In my previous post, I went on quite a bit about writers (or writers aspiring to publication, i.e. our students) and how they need to be able to use the English language properly, including correct punctuation. It's a funny thing, but there are always students who insist, either openly or with quiet mutterings, that punctuation isn't that important, and the "brilliance" of their story and their writing will overcome any silly prejudices that an editor might have about the grammar stuff. And no matter what you say, they don't believe you.
So here it is from the horse's mouth! Henry Rosenbloom from Scribe Publications has a blog on their site, and his latest post talks about unsolicited manuscripts and how they deal with them. This excerpt is part of how they read what comes in:
"Second, once we’ve asked for sample material, we pay careful attention to the covering note and to the quality of the writing of the sample chapters, as well as to the content. Just as individuals notice and respond to body language when meeting somebody for the first time, an editor will immediately register how language is used by a new author. Punctuation, syntax, grammar, and tone all tell a story, for better or worse."

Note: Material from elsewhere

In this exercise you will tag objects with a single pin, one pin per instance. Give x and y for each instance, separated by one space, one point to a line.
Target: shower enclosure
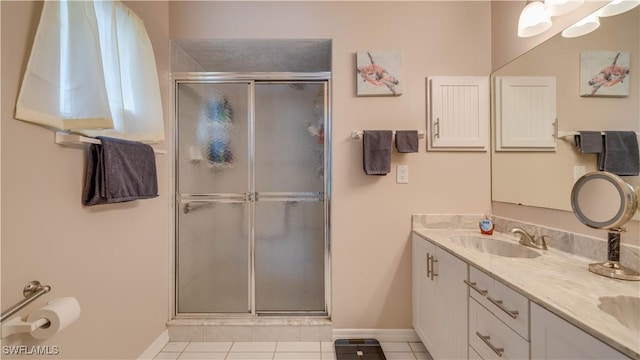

They sure do. Usually, bad punctuation makes a piece of writing simply unreadable. Those commas and fullstops control flow and sense - if I can't understand what a sentence is saying, how can I become truly involved in the story? I recently gave a talk on Plain English to a group of professional credit managers, and what interested me was that clearly some of them had never thought about their "audience" and whether that audience clearly understood what was being conveyed in their letters and notices. In some ways, there's not that much difference between wanting someone to pay their bill, and wanting someone to enjoy your story. You have to tell it to them in a way that is clear and engaging.